The most fundamental (or basic) thermodynamic potential is internal energy. Other thermodynamic potentials are derived from this. Since the most detailed description of a thermodynamic state is in terms of thermodynamic coordinates, internal energy is the most detailed thermodynamic potential (however, do not forget that if we know one potential the rest may be recovered uniquely; see Section 36 for the meaning of `the most detailed’).
Since we can always write down the Gibbs relation, it is clear that internal energy is not only continuous but once differentiable. The intensive quantities are continuous. Therefore, internal energy is a C1 function (continuously differentiable function) of the thermodynamic coordinate variables.
Why are intensive variables continuous? From the convexity of E , we can conclude that intensive variables are almost everywhere continuous.
Let f be a finite convex function on an interval I . Then, f is continuously differentiable except at most countably
many points in I. (Rockafellar, Theorem 25.3 p244)
I believe thermodynamics cannot conclude anything stronger without further (extra-thermodynamic) input.
When can an intensive quantity discontinuous as a function of thermodynamic variables? First, notice that there is no discontinuous example known. If this could happen, it must be at a phase transition point. M E Fisher discussed the possibility statistical-mechanically (see around p43 of his ``Phase and phase diagram’’ in Proceeding of the Gibbs symposium, Yale University May 15-17, 1989 (AMS and AIP, 1989)), saying ``Let us now venture out from the world as it is into the world as it might have been.’‘ As you can read there, if the contribution of multibody interactions is sufficiently contained, then discontinuity in intensive variables is not realized.

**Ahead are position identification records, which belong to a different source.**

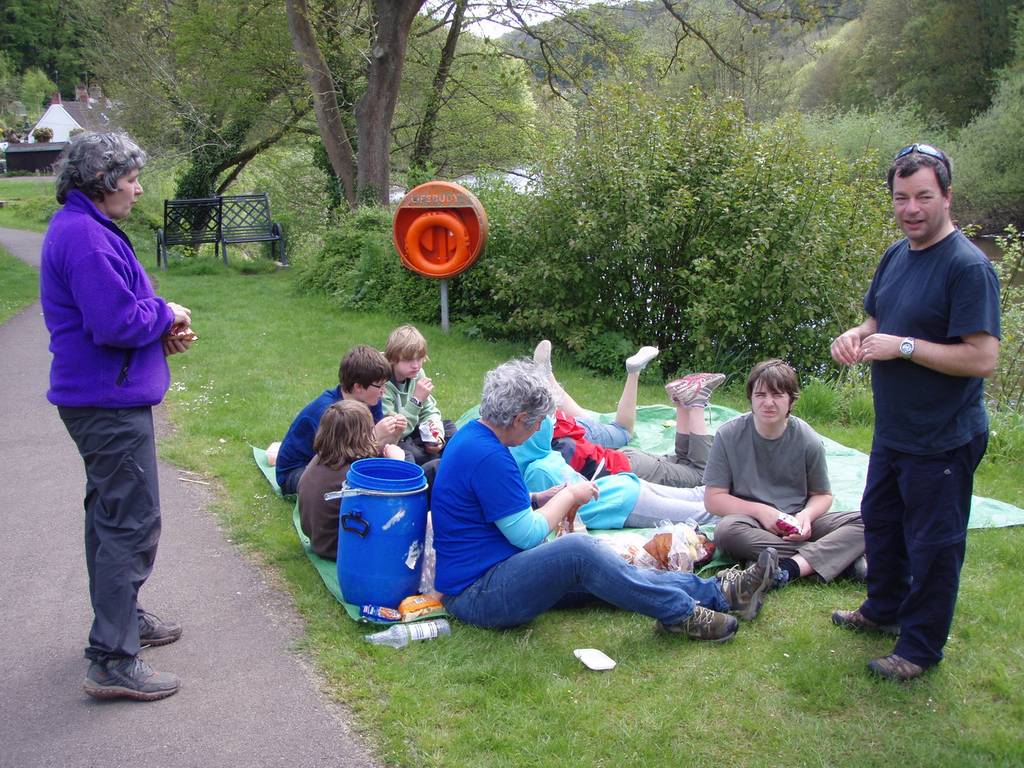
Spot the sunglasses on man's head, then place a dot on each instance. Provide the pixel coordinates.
(928, 150)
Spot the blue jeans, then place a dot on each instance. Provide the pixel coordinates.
(568, 571)
(915, 511)
(609, 435)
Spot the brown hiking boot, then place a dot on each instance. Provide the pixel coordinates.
(854, 620)
(704, 624)
(744, 589)
(895, 668)
(129, 678)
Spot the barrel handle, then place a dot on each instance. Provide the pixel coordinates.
(355, 524)
(347, 492)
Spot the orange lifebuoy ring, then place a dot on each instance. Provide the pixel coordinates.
(438, 263)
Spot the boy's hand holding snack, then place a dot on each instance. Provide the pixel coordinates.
(423, 389)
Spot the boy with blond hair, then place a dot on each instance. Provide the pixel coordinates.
(409, 393)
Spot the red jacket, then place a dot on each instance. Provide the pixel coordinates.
(583, 455)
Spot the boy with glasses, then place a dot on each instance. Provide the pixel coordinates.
(363, 375)
(932, 336)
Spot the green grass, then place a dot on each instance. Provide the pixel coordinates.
(30, 203)
(18, 285)
(790, 690)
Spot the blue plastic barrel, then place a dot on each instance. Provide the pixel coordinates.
(381, 531)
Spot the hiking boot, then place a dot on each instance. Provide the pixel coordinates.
(639, 361)
(895, 668)
(857, 570)
(693, 390)
(744, 589)
(129, 678)
(154, 631)
(854, 620)
(542, 356)
(704, 624)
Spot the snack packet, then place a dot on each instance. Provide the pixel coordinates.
(787, 524)
(418, 606)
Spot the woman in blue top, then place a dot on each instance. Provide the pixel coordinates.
(495, 562)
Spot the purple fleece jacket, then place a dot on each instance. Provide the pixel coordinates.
(105, 323)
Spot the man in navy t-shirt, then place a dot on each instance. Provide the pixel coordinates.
(932, 336)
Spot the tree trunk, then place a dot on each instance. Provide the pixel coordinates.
(336, 141)
(424, 144)
(392, 20)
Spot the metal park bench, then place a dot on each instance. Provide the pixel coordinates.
(227, 218)
(246, 218)
(188, 222)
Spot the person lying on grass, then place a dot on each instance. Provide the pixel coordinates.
(625, 501)
(344, 435)
(361, 376)
(585, 441)
(495, 562)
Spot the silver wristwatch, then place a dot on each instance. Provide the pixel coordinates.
(906, 348)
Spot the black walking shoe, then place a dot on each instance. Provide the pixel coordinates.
(154, 631)
(744, 589)
(129, 678)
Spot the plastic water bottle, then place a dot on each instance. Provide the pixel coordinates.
(399, 635)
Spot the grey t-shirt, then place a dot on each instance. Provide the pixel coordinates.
(780, 472)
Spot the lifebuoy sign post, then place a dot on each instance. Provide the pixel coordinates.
(439, 230)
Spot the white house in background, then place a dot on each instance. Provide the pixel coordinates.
(88, 113)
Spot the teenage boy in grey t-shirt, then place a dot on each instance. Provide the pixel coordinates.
(767, 462)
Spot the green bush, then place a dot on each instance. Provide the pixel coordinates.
(668, 222)
(818, 402)
(359, 266)
(1007, 388)
(676, 222)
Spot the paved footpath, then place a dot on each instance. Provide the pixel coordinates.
(247, 699)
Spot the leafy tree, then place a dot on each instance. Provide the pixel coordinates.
(568, 41)
(215, 81)
(35, 88)
(989, 154)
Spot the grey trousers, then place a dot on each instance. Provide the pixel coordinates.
(122, 519)
(684, 469)
(837, 540)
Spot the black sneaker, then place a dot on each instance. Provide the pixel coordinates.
(854, 620)
(744, 589)
(704, 624)
(895, 668)
(154, 631)
(129, 678)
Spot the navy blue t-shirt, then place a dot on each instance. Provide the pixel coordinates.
(937, 294)
(297, 448)
(477, 483)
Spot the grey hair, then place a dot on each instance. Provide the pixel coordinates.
(512, 388)
(93, 163)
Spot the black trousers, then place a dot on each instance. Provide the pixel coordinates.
(122, 518)
(915, 511)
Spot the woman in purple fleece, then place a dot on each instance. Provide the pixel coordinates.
(110, 337)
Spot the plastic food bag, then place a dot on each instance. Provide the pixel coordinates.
(679, 547)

In the usual thermodynamics, it is assume that intensive quantities are continuous with respect to thermodynamic coordinates .
What can we say about the Helmholtz free energy A ? It is derived from E by a Legendre transformation with respect to entropy S , so
A is continuous for all it natural independent variables, but its differentiability with respect to temperature is not guaranteed, although as guaranteed by convex analysis, its left and right derivatives are well-defined.
Thus, as is clear from this example, the derivatives or thermodynamic potentials can be discontinuous.
What is we look at internal energy as a function of other variables than the thermodynamic coordinates? For example, if entropy is known as a function of V and T , we could consider E as a function of T and V . In this case S may not be continuous, so even though E is a C1 function of S , the continuity of E is not guaranteed.